GiggleLiu / NiLang.jl

A differential eDSL that can run faster than light and go back to the past.
https://giggleliu.github.io/NiLang.jl/dev
Apache License 2.0
250 stars 16 forks source link

InvertibilityError in reversible matrix-vector dot product #61

Open guixinliu opened 3 years ago

guixinliu commented 3 years ago

Hi, l wanted to write my reversible matrix-vector dot product by followings the examples at

https://github.com/GiggleLiu/NiLang.jl/blob/master/src/stdlib/sparse.jl

But I got some error. The details are as follows:

I rewrote this function https://github.com/JuliaLang/julia/blob/b773bebcdb1eccaf3efee0bfe564ad552c0bcea7/stdlib/SparseArrays/src/linalg.jl#L331.

Here are my code :

@i function idot(x::Vector, A::SparseMatrixCSC, y::Vector{T}) where {T}
    @routine @invcheckoff begin
        @safe Base.require_one_based_indexing(x,y) # maybe irreversible ?
        (m, n) ← size(A)
    end
    @safe (length(x) == m && n == length(y)) || throw(DimensionMismatch())
    T1 ← promote_type(eltype(x), eltype(A), eltype(y))
    # if (iszero(m) || iszero(n) , ~)
    #     dot(zero(eltype(x)), zero(eltype(A)), zero(eltype(y)))
    # end
    r ← zero(T1)
    rvals ← getrowval(A)
    nzvals ← getnzval(A)
    @invcheckoff @inbounds for col in 1:n
        ycol ← y[col]
        if (!iszero(ycol), ~)
            temp ← zero(T1)
            for k in nzrange(A, col)
                anc1 ← zero(x[rvals[k]])
                anc1 += adjoint(x[rvals[k]])
                temp += anc1 * nzvals[k]
            end
        end
        r += temp * ycol
    end
    ~@routine
end

my test code is:

using BenchmarkTools
a = sprand(1000, 1000, 0.01);
x = randn(1000);
y = randn(1000);

@benchmark idot(x, a, y)

It didn't work.

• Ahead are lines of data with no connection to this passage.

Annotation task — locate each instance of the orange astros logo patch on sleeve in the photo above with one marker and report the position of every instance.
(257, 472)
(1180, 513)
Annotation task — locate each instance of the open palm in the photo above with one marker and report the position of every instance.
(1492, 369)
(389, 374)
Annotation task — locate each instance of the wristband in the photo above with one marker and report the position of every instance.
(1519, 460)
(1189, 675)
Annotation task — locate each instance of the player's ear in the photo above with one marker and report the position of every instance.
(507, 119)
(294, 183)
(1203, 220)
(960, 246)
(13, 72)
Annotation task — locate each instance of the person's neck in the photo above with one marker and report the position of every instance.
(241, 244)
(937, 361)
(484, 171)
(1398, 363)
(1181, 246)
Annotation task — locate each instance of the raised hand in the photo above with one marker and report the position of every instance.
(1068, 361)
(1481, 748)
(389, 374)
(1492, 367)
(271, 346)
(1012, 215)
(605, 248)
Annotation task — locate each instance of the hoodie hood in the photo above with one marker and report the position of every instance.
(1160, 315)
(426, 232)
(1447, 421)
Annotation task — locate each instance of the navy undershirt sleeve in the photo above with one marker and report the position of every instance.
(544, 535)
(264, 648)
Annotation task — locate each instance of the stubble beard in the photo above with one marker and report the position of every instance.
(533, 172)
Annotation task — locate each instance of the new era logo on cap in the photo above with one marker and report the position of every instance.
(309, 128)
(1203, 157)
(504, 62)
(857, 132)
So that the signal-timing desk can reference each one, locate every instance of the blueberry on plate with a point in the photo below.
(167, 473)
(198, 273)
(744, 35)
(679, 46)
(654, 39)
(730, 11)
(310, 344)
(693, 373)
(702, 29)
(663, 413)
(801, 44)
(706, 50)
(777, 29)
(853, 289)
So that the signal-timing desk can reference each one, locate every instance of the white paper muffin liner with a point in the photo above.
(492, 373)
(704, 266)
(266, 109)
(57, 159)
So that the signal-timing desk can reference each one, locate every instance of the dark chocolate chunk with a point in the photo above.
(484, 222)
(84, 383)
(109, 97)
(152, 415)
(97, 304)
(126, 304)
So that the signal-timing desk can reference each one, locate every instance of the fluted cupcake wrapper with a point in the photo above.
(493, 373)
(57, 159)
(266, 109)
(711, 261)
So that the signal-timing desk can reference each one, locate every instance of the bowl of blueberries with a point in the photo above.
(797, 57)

I got the error:

ERROR: LoadError: InvertibilityError("can not deallocate because -40.07385632952906 ≂̸ 0.0")
Stacktrace:
 [1] deanc at C:\Users\myWork\.julia\packages\NiLangCore\6yO1L\src\vars.jl:8 [inlined]
 [2] idot(::Array{Float64,1}, ::SparseMatrixCSC{Float64,Int64}, ::Array{Float64,1}) at e:\Workspace\NiLang-learn\SparseArrays_idot.jl:53
 [3] top-level scope at e:\Workspace\NiLang-learn\test\idot_test.jl:7
in expression starting at e:\Workspace\NiLang-learn\test\idot_test.jl:7

I couldn't find out why it occurred. I would be very appreciated if anyone can give some help.

GiggleLiu commented 3 years ago

Hi, I would suggest your upgrading NiLang to v0.9. The lastest NiLang will give you more detailed error messages. Actually, your have chosen a tough function to implement in NiLang. The problem in your code is you didn't deallocate ancillas, which makes the compiler throw InvertibilityError. You have to either store them somewhere or uncompute it to zeros.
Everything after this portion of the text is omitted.